The last communications on this with Randy Bush, our AD, are:

>From: Randy Bush <randy@psg.com>
>To: Bob Fink <fink@es.net>
>Cc: Bert Wijnen <bwijnen@lucent.com>,
>         IETF Secretariat <ietf-secretariat@ietf.org>,
>         Alain Durand <Alain.Durand@sun.com>, Tony Hain <tony@tndh.net>,
>         NGtrans List <ngtrans@sunroof.eng.sun.com>
>Subject: (ngtrans) Re: forwarding SHIPWORM for PS
>Date: Thu, 18 Oct 2001 23:11:40 -0700
>
> > SHIPWORM-02 finished ngtrans WG last call with comments that were resolved
> > in the new -03 draft:
> >
> > <http://www.ietf.org/internet-drafts/draft-ietf-ngtrans-shipworm-03.txt>
> >
> > Please process this draft as a candidate for PS.
>
>the iab has raised a general architectural issue regarding nat traversal
>that has clear relevance to this draft, midcom, and so forth.  i am trying
>to understand it more before progressing.  please stay tuned.
>
>randy

and:

>From: Randy Bush <randy@psg.com>
>To: Christian Huitema <huitema@windows.microsoft.com>
>Cc: Alain Durand <Alain.Durand@sun.com>,
>     Tony Hain <tony@tndh.net>,
>     Bob Fink <fink@es.net>,
>     Bert Wijnen <bwijnen@lucent.com>
>Subject: Re: shipworm progress?
>Date: Thu, 08 Nov 2001 13:43:15 -0800
>
> > When can we expect the IESG to issue a last call?
>
>no sooner than the architectural issues that were raised with the midcom
>etc. work are resolved.
>
>randy


We, the ngtrans chairs, do want SHIPWORM to progress into production, but a 
Shipworm IPv6 service prefix
is not likely to be assigned by IANA until the IESG moves the draft forward 
(Randy can correct me if I am wrong).

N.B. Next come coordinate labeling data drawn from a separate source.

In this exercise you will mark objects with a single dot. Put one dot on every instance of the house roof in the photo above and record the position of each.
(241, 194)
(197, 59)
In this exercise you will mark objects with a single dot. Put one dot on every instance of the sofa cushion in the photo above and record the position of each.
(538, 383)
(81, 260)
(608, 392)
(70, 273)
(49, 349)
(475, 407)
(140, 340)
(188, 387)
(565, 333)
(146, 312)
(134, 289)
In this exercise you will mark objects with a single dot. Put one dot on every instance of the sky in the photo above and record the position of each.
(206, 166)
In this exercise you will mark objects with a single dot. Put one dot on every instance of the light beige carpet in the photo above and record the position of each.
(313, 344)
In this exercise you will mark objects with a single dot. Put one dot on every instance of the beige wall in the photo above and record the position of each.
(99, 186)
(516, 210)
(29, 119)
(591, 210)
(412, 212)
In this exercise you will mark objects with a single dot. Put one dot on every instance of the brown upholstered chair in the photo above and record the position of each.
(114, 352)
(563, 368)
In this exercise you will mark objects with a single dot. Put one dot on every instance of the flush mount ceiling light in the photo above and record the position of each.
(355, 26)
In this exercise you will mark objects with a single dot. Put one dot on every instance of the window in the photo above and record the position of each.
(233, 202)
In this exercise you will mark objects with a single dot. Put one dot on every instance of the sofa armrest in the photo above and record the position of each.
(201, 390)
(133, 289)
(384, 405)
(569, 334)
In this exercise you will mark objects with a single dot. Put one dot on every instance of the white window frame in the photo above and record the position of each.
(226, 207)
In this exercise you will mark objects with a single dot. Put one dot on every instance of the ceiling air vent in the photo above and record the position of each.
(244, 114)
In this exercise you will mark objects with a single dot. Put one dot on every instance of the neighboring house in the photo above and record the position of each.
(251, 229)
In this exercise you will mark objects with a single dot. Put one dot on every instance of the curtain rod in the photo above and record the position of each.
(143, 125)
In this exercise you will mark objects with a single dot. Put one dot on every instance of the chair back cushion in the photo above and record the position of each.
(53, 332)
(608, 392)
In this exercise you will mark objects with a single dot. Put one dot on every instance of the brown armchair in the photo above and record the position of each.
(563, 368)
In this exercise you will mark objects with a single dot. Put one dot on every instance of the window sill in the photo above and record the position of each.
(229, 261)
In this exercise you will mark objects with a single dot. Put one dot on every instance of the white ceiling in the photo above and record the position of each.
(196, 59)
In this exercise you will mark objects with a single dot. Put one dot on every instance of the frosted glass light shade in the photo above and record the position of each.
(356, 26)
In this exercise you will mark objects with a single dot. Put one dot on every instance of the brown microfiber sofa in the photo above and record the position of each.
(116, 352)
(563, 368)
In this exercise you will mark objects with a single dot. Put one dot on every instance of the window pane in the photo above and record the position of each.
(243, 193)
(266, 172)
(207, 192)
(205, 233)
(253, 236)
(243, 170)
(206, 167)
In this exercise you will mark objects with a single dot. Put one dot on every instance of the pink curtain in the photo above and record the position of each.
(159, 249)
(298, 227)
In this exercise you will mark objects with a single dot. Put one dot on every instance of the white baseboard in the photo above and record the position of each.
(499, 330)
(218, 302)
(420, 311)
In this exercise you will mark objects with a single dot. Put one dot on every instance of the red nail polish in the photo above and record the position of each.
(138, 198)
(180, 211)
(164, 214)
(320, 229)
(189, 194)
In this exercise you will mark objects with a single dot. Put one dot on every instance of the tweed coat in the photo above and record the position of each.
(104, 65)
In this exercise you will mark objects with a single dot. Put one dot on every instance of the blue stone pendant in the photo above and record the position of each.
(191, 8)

Meanwhile, testing is needed and 
underway. Any choice of interim prefix is almost certainly likely to be 
different than one assigned for production, so I don't particularly care 
what is used.

If a 3FFE-based prefix is temporarily requested, I would support allocating 
it for further testing, but don't think it matters at this stage given the 
test use of 2003 for this is already underway.